While Brown’s records focus heavily on mental health, they also hint at connections between health policy, the welfare state, and imprisonment. A 1971 meeting with the staff of a Public Health Service (PHS) Hospital in Fort Worth, Texas, which had been established three decades earlier to offer treatment to people with substance use disorders, is revealing. Within months, Brown told attendees, the PHS would be handing over the property to the Bureau of Prisons (BoP). The closure of the PHS hospital, he noted, indicated a federal commitment to a “community approach” rather than “direct care in far-away institutions.”
Although Brown emphasized the merits of deinstitutionalization, the Fort Worth facility did not simply close; it transitioned. And the nature of its transition is crucial. Elsewhere at the NLM, in the Public Health Service Hospitals Historical Collection, for example, lists of hospital closures from the 1940s through the 1970s show that Fort Worth was hardly unique. The federal government appears to have increasingly rescinded the role of providing care in its own hospitals during the same years it (like state governments) began devoting more resources to imprisonment.
The Fort Worth story hints at a larger context, illuminated by NLM records: as access to public health services, entitlements, and health insurance became increasingly precarious in the free world in the final decades of the twentieth century, higher numbers of people—especially from marginalized groups—were criminalized and incarcerated. And activists and practitioners called attention to both prisons and jails as sites of public health catastrophe. For example, the 1977 Proceedings of the 1st National Conference on Improved Medical Care and Health Services in Jails, reveal that, in the wake of a rash of prison uprisings in the early 1970s, groups like the American Medical Association (AMA), the American Bar Association, the National Jail Association, and the American Correctional Association studied, acknowledged, and centered “the poor quality of medical services in institutions, particularly in jails.” The AMA’s survey of more than 2,000 jails nationwide revealed that many featured “outmoded facilities, inadequate staffs, limited funds and uninterested doctors.” Findings like those justified the establishment in the 1970s and 1980s of health-related rules and standards for correctional institutions. The latter, often flouted by prison and jail administrators who prized local control, failed to alleviate the varied and dire health threats of incarceration.
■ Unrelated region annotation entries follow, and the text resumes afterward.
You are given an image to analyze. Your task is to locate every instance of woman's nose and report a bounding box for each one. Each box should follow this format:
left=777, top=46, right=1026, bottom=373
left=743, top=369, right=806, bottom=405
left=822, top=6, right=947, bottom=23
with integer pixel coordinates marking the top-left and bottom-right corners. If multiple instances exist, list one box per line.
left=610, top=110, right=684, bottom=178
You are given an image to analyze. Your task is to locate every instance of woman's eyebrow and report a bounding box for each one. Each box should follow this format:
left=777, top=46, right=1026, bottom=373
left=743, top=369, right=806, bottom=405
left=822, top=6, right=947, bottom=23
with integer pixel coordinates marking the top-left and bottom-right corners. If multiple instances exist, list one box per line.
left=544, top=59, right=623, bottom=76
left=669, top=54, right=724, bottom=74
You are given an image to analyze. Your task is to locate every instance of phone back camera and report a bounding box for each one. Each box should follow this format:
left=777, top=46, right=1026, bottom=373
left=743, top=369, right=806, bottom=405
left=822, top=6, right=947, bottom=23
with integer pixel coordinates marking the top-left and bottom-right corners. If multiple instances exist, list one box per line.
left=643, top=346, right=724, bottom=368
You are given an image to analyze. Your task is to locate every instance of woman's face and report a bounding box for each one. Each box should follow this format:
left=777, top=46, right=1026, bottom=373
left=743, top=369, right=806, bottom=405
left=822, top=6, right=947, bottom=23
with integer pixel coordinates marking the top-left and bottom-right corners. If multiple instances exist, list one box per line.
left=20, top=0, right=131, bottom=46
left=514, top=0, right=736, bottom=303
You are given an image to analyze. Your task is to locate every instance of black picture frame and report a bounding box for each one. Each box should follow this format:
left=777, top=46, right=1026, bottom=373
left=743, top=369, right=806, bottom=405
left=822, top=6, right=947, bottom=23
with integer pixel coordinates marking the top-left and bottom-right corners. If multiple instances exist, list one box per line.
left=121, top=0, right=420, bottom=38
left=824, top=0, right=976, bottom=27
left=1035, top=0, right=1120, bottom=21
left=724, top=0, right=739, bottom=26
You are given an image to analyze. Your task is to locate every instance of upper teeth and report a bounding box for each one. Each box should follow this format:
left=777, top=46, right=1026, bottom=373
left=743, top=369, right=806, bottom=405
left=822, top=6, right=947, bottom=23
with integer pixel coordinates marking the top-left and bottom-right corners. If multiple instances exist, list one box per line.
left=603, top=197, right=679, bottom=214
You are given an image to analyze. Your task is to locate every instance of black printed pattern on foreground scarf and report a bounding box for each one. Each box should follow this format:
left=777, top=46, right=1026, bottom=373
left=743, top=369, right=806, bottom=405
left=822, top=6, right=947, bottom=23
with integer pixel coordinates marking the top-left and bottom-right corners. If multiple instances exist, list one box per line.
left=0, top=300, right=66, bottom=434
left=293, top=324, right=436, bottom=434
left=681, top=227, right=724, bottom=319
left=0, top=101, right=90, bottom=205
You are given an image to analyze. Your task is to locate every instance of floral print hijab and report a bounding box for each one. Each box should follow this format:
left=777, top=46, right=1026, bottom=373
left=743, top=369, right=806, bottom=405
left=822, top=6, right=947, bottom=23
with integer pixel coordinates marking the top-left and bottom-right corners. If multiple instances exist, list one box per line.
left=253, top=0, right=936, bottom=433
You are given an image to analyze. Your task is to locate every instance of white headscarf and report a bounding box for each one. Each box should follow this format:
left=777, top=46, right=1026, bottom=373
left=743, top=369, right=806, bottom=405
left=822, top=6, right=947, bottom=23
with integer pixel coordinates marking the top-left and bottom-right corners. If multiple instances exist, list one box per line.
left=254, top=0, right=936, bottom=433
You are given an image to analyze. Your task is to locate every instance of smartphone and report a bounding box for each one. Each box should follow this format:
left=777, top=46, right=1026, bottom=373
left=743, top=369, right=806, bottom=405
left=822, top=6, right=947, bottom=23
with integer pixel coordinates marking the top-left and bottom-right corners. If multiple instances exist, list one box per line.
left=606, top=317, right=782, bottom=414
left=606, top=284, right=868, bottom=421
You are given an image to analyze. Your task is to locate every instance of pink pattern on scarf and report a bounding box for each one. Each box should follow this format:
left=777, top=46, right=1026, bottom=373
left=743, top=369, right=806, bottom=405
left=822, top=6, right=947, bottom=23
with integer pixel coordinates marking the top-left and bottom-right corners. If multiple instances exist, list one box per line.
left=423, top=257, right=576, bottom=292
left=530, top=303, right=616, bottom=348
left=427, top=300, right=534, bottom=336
Four decades ago, John Lewis Gaddis in Strategies of Containment, juxtaposed historians who prioritize making broad generalizations and finding patterns (“lumpers”) with those who search out and analyze the exceptional (“splitters”). Both approaches have their peril and promise, Gaddis surmised, and both are “indispensable.” While the dichotomy might be overstated—after all, historians need to lump to effectively split, and they need to split to effectively lump—the general point is useful. The expansive resources at the NLM enable those wishing to tell national stories to both “split” and “lump”—to consider not just divides, but also ties, between federal, state, and local practices.
Jessica L. Adler, PhD, is an Associate Professor at Florida International University and a 2021 NLM Michael E. DeBakey Fellow in the History of Medicine.